Art: Tony (Twitter @vorratony) |
With pandemic overturning routine, my listening habits have changed. Working at home, I started putting on a podcast in the background. Now furloughed, it continues to keep me company, but I don’t have to pause it to answer the phone – what is safe for work changes with where you’re working.
The “CheapShow” podcast [link], has been made by and starring Paul Gannon and Eli Silverman, respectively a radio producer and a club DJ / actor, since it began in 2015, stand-up comedian Ash Frith also appearing occasionally. Taken at face value, it is the celebratory mix of trash culture and body horror that pushes taste for the perfect laugh. Once the offended have stopped listening, the “economy comedy podcast” becomes a fun exploration of the charity shops, bargain bins, flea markets and car boot sales of Great Britain, bringing you intriguing, nostalgic and detestable items that fell through the cracks of popular culture – one man’s trash is literally another man’s treasure.
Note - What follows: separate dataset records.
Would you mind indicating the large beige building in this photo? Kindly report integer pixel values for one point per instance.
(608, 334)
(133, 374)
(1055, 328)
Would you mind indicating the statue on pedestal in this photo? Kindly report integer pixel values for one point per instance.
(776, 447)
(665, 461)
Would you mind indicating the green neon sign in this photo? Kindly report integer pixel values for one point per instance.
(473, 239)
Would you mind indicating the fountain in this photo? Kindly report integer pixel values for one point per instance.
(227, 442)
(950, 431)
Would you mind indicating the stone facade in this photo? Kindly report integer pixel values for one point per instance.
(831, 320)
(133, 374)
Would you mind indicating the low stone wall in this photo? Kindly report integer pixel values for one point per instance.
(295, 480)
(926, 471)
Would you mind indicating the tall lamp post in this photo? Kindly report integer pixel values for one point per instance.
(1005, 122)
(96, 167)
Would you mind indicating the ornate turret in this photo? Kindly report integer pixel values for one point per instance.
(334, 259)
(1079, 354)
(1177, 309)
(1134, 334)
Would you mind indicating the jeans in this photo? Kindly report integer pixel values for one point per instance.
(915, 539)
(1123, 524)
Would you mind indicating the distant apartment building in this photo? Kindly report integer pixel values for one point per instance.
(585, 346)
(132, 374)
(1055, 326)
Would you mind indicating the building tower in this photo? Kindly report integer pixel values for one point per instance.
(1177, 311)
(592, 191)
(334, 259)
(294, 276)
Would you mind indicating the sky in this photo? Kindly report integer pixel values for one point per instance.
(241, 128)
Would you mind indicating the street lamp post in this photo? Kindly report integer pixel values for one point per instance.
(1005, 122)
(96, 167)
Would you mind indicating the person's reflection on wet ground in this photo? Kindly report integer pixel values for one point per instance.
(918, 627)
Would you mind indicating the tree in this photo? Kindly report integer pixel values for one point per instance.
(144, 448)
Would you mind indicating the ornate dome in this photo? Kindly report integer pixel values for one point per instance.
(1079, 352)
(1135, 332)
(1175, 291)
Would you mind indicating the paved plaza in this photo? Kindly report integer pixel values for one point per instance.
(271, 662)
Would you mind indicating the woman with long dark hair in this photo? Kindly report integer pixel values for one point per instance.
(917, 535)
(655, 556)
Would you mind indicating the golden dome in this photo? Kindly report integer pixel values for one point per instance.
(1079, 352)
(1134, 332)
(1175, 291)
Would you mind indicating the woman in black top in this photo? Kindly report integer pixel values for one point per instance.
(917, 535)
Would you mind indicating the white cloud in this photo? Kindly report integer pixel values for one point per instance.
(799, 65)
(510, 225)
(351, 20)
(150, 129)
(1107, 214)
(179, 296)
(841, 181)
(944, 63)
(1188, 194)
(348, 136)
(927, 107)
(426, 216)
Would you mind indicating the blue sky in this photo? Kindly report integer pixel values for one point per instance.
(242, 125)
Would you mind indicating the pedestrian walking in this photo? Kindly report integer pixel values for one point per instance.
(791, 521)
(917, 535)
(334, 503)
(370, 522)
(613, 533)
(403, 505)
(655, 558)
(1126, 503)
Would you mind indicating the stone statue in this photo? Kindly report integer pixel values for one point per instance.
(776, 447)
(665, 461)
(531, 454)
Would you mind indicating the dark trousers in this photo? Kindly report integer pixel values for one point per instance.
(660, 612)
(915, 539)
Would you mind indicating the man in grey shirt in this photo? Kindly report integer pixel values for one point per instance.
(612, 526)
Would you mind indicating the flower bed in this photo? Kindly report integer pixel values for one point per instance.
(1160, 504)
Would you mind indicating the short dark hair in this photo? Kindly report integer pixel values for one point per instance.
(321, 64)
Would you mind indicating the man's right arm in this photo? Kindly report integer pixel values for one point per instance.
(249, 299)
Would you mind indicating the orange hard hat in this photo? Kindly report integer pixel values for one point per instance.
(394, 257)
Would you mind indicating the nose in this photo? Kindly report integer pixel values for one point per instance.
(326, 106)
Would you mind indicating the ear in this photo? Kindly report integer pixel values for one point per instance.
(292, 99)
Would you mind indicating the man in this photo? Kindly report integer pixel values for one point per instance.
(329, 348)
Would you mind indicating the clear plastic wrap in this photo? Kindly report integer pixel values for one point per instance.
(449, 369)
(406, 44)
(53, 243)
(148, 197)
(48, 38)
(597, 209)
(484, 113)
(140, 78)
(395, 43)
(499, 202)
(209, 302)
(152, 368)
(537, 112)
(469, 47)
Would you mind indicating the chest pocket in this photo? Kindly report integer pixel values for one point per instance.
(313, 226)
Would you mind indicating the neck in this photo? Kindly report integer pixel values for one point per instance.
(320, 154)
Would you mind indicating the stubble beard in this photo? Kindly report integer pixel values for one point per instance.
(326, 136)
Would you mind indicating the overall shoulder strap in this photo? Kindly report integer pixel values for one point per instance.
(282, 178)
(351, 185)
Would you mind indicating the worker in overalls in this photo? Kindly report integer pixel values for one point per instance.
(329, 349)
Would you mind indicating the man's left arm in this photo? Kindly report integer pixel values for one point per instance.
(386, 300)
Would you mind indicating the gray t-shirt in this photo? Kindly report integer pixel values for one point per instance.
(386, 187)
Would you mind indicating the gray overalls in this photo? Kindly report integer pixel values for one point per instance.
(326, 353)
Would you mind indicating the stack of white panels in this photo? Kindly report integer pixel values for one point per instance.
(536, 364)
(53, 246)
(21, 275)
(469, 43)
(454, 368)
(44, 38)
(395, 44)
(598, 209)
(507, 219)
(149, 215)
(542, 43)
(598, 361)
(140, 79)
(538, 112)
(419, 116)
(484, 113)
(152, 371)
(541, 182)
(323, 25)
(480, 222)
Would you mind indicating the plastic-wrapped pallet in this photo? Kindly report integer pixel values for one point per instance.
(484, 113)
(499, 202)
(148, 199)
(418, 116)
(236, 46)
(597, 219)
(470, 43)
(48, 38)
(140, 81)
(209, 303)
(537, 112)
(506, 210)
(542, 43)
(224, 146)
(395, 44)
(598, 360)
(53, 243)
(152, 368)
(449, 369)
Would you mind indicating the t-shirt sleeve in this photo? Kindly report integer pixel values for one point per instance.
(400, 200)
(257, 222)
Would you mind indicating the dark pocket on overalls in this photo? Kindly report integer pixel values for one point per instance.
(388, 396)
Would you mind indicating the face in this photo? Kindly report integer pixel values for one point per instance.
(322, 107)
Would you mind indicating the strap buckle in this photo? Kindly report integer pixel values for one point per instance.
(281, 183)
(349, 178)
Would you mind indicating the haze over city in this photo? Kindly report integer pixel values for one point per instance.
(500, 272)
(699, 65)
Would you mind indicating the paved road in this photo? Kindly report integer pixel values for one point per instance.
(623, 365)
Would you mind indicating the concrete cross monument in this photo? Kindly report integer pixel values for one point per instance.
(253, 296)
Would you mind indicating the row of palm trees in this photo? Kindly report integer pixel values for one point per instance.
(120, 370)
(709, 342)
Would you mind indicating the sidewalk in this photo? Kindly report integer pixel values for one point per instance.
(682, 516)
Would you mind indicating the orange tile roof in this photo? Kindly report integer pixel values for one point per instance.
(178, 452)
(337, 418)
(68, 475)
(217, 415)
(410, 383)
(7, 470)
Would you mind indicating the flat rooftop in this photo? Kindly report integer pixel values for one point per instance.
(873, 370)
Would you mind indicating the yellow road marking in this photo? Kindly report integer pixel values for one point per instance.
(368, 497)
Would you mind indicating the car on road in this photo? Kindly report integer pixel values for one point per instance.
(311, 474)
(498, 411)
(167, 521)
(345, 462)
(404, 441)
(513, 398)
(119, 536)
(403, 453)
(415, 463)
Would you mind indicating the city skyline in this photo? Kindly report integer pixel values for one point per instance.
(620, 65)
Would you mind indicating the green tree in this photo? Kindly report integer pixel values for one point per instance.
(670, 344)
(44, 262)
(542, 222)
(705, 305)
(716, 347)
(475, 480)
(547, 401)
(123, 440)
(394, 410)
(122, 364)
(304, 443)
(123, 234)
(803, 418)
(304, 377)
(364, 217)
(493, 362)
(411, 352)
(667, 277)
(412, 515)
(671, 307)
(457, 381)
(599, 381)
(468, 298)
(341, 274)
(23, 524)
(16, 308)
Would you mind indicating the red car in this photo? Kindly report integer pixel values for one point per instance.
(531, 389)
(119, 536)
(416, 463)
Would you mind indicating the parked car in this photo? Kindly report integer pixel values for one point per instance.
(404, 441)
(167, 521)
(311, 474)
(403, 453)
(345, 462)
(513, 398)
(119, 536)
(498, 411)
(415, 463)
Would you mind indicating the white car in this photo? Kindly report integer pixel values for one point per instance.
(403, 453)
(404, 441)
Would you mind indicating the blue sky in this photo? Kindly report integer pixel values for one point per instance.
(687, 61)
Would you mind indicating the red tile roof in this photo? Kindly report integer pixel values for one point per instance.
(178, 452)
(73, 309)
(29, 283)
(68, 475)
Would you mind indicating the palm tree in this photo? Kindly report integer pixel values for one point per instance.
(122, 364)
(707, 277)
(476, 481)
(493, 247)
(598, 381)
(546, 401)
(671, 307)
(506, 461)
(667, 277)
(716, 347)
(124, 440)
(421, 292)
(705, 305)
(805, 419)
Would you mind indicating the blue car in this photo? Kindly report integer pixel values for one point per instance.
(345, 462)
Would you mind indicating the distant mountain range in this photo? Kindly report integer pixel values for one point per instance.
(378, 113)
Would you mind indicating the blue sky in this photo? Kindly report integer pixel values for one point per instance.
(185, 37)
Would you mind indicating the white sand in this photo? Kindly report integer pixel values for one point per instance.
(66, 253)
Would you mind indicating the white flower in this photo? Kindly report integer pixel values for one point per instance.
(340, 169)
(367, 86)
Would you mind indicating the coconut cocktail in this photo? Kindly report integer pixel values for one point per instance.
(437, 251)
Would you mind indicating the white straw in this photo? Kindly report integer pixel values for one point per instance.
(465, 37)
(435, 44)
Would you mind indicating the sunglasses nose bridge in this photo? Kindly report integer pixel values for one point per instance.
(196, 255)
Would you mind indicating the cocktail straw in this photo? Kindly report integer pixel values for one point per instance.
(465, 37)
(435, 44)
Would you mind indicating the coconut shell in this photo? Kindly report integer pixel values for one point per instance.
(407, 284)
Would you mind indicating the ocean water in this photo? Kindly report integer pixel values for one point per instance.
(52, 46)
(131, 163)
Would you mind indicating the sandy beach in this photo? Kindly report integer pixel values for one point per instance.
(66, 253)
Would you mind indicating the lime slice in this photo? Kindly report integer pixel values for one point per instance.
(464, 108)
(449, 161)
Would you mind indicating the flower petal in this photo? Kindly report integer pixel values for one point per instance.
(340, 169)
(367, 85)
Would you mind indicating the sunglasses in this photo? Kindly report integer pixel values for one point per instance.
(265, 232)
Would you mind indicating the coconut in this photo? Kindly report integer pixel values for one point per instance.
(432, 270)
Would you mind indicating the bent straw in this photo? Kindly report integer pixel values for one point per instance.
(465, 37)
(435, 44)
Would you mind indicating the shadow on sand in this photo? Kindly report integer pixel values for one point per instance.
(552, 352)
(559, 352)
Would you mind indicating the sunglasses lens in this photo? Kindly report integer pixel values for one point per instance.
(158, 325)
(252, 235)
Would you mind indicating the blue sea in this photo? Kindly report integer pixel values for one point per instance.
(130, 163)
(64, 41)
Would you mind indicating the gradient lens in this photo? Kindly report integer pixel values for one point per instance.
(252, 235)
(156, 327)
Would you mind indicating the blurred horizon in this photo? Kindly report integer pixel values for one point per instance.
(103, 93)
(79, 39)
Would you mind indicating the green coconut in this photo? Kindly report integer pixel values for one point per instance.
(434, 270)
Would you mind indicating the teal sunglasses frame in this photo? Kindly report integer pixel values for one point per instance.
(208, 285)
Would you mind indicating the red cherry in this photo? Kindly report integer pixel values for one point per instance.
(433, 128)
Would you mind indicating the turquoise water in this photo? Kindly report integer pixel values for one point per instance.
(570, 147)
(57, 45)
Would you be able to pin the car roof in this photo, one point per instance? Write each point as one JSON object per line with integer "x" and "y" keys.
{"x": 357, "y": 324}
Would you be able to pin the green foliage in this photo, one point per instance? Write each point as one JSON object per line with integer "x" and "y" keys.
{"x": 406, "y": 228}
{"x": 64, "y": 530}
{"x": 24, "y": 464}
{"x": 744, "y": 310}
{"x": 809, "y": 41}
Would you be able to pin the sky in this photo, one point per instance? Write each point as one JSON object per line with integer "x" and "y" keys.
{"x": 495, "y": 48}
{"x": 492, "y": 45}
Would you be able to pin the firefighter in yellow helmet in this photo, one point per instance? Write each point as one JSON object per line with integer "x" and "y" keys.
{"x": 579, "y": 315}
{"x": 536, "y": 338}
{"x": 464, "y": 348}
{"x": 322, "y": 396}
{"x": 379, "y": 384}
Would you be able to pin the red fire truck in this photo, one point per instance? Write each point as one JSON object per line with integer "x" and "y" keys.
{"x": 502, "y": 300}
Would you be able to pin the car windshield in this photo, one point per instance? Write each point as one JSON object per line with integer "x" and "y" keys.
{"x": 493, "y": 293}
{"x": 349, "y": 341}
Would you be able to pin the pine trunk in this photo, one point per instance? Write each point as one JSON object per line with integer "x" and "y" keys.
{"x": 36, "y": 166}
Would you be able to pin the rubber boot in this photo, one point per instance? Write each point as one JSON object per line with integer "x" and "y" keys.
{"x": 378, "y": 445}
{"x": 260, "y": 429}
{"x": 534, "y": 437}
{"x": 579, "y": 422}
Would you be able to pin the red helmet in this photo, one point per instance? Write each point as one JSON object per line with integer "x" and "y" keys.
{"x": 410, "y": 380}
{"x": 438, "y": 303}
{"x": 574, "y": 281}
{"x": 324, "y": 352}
Once you have listened as much as I have – “CheapShow” is approaching two hundred episodes, at 60-90 minutes each, sometimes longer – it becomes a melange of banter, surreal world building, improvised sketches with characters created from out of nowhere, and a slamming together of language that would make Ludwig Wittgenstein think again, all supported by a strong fanbase helping to feed the show back into the culture through their own tie-in merchandise. “CheapShow” is “a chive-filled yoghurt poultice of destiny” like no other, having “blown the goose” years ago on being your standard podcast fare.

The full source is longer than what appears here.